Petri Savolainen(psavol) replied on github web page:

platform/linux-generic/odp_queue.c
@@ -471,51 +476,18 @@ static inline int deq_multi(queue_entry_t *queue, 
odp_buffer_hdr_t *buf_hdr[],
                }
 
                UNLOCK(&queue->s.lock);
-               return 0;
-       }
-
-       for (i = 0; i < num && hdr; ) {
-               int burst_num = hdr->burst_num;
-               int first     = hdr->burst_first;
 
-               /* First, get bursted buffers */
-               for (j = 0; j < burst_num && i < num; j++, i++) {
-                       buf_hdr[i] = hdr->burst[first + j];
-                       odp_prefetch(buf_hdr[i]);
-               }
-
-               if (burst_num) {
-                       hdr->burst_num   = burst_num - j;
-                       hdr->burst_first = first + j;
-               }
-
-               if (i == num)
-                       break;
-
-               /* When burst is empty, consume the current buffer header and
-                * move to the next header */
-               buf_hdr[i] = hdr;
-               next       = hdr->next;
-               hdr->next  = NULL;
-               hdr        = next;
-               updated++;
-               i++;
+               return 0;
        }
 
-       /* Write head only if updated */
-       if (updated)
-               queue->s.head = hdr;
-
-       /* Queue is empty */
-       if (hdr == NULL)
-               queue->s.tail = NULL;
-
        if (status_sync && queue->s.type == ODP_QUEUE_TYPE_SCHED)
                sched_fn->save_context(queue->s.index);
 
        UNLOCK(&queue->s.lock);
 
-       return i;
+       buffer_index_to_buf(buf_hdr, buf_idx, num_deq);


Comment:
This function converts 32 bit buffer indexes to buffer header pointers. The 
counter operation is buffer_index_from_buf(). The prefetch is a side effect of 
the function, which may be changed/moved any time if it's found out that 
there's a place for prefetching. I actually plan to test if number of 
prefetches should be limited as e.g. 32 consecutive prefetches may be too much 
for some CPU architectures.

> Petri Savolainen(psavol) wrote:
> I prefer style where '== 0' is used instead of '!'. Especially, when the if 
> clause is as complex as this and there's danger for reader to miss the '!' 
> sign. 


>> Petri Savolainen(psavol) wrote:
>> It's there to ensure that all bits are zero also when someone would modify 
>> the bitfield from two to three fields later on. Similarly to memset() zero 
>> is used for struct inits.


>>> Petri Savolainen(psavol) wrote:
>>> There's no need for abs(). Since it's all uint32_t variables, wrap a round 
>>> is handled already.
>>> An example in 8bits:
>>> 0xff - 0xfd = 0x02
>>> 0x00 - 0xfe = 0x02
>>> 0x01 - 0xff = 0x02
>>> 0x02 - 0x00 = 0x02
>>> 
>>> This passes both gcc and clang, and is used already in the other ring 
>>> implementation see ring_deq_multi().


>>>> Petri Savolainen(psavol) wrote:
>>>> I prefer style with blank line in the end of a typedef, since it's easier 
>>>> to spot the type name (as it's not mixed into struct field names). 
>>>> Checkpatch passes so this style should be OK.

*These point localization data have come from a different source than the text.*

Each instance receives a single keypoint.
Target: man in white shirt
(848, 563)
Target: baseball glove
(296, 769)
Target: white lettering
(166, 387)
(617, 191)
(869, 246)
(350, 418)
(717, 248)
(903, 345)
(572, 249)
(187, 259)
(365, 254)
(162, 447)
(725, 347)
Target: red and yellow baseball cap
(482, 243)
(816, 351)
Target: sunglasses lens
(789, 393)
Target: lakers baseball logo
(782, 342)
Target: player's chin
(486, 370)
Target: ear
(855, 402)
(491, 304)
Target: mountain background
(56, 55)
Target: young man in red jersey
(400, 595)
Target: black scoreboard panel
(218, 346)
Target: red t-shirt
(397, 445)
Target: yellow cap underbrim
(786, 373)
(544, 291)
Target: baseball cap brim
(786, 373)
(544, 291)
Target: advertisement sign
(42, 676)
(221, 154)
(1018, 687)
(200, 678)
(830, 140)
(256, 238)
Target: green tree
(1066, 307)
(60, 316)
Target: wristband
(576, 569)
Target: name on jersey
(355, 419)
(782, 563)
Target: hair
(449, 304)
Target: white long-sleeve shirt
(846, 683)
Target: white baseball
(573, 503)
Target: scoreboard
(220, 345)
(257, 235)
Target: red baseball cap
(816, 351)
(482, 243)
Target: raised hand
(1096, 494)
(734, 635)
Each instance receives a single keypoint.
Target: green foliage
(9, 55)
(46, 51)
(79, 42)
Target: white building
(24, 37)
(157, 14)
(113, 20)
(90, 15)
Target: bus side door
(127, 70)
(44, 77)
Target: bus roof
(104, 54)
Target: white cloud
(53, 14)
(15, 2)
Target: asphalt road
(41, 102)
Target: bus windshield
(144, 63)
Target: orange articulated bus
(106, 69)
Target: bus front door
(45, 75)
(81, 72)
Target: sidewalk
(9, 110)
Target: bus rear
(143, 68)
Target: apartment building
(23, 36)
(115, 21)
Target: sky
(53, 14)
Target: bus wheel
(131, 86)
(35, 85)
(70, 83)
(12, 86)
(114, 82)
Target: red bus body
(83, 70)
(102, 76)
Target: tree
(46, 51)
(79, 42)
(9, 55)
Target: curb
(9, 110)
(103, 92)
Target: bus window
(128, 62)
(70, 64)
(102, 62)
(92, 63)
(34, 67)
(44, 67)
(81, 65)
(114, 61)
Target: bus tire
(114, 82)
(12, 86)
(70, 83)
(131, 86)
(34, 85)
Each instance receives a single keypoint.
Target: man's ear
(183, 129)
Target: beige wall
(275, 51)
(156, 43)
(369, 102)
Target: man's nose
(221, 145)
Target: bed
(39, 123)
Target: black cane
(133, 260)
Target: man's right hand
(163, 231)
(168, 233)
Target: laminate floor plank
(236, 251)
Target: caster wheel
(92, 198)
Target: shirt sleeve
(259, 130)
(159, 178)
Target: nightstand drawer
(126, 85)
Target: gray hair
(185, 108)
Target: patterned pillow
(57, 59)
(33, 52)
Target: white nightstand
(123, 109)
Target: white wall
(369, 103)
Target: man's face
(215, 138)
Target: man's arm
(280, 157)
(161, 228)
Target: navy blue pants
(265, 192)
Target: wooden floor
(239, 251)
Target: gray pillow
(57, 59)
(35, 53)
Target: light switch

>>>>> Bill Fischofer(Bill-Fischofer-Linaro) wrote:
>>>>> Does this mean that sizes larger than 32 have no added performance 
>>>>> benefit?


>>>>>> Bill Fischofer(Bill-Fischofer-Linaro) wrote:
>>>>>> Must use `CONFIG_QUEUE_SIZE - 1` here, as noted earlier, if we're not 
>>>>>> going to use the user-supplied queue size.


>>>>>>> Bill Fischofer(Bill-Fischofer-Linaro) wrote:
>>>>>>> Given its name, this looks like an extraneous statement that should be 
>>>>>>> deleted. Renaming this to something like `prefetch_dequeued_bufs()` 
>>>>>>> would make the intent clearer here.


>>>>>>>> Bill Fischofer(Bill-Fischofer-Linaro) wrote:
>>>>>>>> `if (!ring_st_is_empty(&queue->s.ring_st))` seems more natural here.


>>>>>>>>> Bill Fischofer(Bill-Fischofer-Linaro) wrote:
>>>>>>>>> Change to `if (param->size >= CONFIG_QUEUE_SIZE)` to handle the 
>>>>>>>>> effective queue capacity. The user-supplied `size` should then be set 
>>>>>>>>> to `ROUNDUP_POWER2_U32(size) - 1` for the masking to work properly.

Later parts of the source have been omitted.